Chronic Wasting Disease (CWD) is a “mad cow ” type of neurological disease that impacts deer and other game animals. Because of its potential for serious damage it is being closely monitored. Now the first Yellowstone deer to test positive has been found. The animal was found dead and then necropsied.

According to Field and Strea the National Park Service (NPS) said:
“There’s “no effective strategy to eradicate CWD” now that it’s established inside the 2.2 million-acre park. According to its press release, the agency will work with the Wyoming Game and Fish Department (WGFD)—and other wildlife agencies in states that border Yellowstone—to pin-point areas with increased risk for further spread of the disease. That includes monitoring other deer species like elk and moose, which can also contract and transmit always-fatal illness.

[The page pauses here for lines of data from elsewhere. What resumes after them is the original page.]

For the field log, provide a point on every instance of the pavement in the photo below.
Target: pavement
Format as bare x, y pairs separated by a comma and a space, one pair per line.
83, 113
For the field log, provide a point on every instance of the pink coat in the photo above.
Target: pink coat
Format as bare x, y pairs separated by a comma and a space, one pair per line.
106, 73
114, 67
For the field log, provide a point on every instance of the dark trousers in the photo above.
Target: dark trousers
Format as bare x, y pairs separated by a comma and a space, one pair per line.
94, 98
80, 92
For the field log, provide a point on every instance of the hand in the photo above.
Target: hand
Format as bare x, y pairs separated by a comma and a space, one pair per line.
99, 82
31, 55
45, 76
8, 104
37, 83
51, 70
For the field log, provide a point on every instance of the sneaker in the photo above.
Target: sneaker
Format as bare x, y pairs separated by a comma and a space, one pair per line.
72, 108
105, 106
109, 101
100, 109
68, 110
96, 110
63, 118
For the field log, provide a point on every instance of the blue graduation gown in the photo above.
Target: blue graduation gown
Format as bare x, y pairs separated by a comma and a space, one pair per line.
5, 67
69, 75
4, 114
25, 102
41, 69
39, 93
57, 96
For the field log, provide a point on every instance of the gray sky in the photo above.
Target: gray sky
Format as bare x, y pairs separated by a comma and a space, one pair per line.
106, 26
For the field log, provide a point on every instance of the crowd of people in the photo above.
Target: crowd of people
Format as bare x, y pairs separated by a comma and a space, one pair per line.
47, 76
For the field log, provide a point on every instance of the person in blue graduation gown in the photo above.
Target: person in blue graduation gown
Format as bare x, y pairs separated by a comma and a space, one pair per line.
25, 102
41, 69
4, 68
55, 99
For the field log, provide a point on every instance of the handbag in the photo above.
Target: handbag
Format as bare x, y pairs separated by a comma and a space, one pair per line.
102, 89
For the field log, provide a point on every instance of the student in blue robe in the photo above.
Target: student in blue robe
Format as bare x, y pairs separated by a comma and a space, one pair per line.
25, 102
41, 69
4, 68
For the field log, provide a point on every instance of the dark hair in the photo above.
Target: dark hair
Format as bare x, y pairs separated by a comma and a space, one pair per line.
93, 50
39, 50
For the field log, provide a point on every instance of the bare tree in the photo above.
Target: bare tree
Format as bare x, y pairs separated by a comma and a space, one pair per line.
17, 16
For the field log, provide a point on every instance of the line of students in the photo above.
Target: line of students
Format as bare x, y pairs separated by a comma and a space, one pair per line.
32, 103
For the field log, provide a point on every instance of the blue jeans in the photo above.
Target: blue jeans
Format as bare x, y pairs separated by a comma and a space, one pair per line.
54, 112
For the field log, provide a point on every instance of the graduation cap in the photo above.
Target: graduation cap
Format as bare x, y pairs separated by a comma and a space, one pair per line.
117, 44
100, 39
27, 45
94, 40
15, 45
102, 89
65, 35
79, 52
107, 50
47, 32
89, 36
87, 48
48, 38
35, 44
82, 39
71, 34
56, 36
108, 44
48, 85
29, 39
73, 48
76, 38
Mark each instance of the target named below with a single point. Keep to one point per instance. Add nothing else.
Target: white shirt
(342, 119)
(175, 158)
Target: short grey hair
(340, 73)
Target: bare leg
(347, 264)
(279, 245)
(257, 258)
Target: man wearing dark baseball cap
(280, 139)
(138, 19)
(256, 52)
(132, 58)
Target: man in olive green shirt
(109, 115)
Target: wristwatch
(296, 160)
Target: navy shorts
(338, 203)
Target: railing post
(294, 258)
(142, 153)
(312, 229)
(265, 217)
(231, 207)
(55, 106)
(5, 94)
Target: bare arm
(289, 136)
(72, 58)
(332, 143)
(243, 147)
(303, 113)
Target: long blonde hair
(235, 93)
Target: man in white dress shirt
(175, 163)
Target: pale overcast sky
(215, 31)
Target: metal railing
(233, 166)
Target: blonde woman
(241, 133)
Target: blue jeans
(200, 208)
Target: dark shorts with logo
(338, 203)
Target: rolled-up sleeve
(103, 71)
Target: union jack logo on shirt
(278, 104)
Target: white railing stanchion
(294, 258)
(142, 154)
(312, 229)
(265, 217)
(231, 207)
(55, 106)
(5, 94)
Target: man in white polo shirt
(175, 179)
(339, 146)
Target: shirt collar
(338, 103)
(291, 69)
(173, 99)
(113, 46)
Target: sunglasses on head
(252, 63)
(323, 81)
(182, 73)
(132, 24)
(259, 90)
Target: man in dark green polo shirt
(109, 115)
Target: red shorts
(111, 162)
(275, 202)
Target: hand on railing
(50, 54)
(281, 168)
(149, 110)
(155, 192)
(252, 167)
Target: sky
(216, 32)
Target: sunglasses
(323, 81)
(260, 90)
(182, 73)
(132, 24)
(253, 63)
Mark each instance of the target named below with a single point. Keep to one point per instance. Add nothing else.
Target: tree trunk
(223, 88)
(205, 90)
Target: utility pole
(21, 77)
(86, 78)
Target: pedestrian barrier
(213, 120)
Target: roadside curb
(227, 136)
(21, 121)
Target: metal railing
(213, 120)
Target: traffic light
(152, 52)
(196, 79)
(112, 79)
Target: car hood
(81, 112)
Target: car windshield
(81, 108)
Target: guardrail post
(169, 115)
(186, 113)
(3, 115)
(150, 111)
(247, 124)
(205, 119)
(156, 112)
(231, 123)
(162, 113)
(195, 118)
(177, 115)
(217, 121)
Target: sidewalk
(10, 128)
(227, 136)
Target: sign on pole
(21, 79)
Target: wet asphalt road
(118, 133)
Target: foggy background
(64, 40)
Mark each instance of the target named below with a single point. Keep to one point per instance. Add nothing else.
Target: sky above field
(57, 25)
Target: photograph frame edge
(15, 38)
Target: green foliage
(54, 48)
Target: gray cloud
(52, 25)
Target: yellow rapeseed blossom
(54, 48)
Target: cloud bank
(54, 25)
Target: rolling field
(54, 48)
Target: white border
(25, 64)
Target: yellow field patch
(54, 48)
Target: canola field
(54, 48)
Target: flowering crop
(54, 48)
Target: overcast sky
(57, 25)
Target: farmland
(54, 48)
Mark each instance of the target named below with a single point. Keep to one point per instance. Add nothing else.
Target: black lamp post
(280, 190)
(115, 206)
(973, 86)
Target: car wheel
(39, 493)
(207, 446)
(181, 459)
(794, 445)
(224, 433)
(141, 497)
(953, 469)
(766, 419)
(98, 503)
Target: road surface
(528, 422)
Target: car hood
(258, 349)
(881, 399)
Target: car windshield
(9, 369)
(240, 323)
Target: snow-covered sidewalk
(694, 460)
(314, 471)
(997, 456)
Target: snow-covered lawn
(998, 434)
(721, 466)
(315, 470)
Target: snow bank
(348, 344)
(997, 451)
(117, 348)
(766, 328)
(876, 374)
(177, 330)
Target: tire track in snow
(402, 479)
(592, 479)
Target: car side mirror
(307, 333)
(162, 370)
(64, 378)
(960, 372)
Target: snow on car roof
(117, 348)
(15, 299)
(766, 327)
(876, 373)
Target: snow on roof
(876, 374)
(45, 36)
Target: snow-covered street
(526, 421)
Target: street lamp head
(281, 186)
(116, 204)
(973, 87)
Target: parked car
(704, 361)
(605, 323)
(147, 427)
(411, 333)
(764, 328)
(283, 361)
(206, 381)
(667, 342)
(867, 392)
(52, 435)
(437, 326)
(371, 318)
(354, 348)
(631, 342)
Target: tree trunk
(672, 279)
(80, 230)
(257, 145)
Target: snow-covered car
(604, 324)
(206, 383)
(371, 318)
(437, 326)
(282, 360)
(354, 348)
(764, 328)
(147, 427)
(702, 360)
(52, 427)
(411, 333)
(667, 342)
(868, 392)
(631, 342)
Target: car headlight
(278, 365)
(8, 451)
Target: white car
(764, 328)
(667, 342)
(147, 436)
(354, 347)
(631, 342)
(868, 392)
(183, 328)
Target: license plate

“The first Yellowstone deer was a CWD-infected muley (mule deer (Odocoileus hemionus -editor) originally captured and fitted with a radio-tracking device in March near Cody, Wyoming, a gateway town about 80 miles east of the Yellowstone Lake area by road. It was part of a population dynamics study being conducted by WGFD biologists. In its recent press release, NPS said that “10-15% of the mule deer near Cody, Wyoming, that migrate into the southeast portion of Yellowstone during summer months are estimated to have CWD.”

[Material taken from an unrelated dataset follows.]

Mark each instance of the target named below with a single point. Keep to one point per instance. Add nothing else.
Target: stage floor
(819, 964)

The website said CWD has been spreading across Wyoming since the mid-1980’s and is now found throughout most of the Cowboy State, according to NPS. It was first detected in Montana, another state that includes portions of Yellowstone, back in 2017. In neighboring Idaho—which includes a thin sliver of Yellowstone’s far-western border—the disease wasn’t confirmed until 2021.

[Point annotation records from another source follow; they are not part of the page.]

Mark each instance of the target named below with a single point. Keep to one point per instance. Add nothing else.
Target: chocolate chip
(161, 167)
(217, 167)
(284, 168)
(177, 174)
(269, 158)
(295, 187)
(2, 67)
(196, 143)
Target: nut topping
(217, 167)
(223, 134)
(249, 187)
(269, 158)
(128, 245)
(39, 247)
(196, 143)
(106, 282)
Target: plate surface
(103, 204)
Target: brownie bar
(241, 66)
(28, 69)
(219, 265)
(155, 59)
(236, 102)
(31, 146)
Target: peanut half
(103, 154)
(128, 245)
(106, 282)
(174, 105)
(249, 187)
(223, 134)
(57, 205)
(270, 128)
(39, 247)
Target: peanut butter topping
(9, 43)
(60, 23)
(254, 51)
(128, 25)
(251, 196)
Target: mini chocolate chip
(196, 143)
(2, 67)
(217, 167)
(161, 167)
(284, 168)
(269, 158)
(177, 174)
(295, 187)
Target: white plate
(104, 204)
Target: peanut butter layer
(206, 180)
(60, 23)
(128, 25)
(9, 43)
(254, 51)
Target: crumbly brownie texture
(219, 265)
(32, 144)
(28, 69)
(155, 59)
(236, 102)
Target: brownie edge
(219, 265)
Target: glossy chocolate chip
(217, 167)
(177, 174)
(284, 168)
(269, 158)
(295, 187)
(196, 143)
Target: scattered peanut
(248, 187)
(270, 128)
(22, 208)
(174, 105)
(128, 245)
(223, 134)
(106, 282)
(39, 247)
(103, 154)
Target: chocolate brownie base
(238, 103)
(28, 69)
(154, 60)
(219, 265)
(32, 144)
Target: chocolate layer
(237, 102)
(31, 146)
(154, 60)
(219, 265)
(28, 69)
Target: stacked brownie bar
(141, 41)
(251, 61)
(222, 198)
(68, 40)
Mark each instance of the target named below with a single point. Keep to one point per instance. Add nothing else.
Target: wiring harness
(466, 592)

CWD has recently been found in deer in Texas and Ohio. Overall infection rates appear to be low but wildlife officials are maintaining a wary eye.
According to the Centers for Disease Control (CDC)
“Chronic wasting disease (CWD) is a prion disease that affects deer, elk, reindeer, sika deer and moose. It has been found in some areas of North America, including Canada and the United States, Norway and South Korea. It may take over a year before an infected animal develops symptoms, which can include drastic weight loss (wasting), stumbling, listlessness and other neurologic symptoms. CWD can affect animals of all ages and some infected animals may die without ever developing the disease. CWD is fatal to animals and there are no treatments or vaccines.”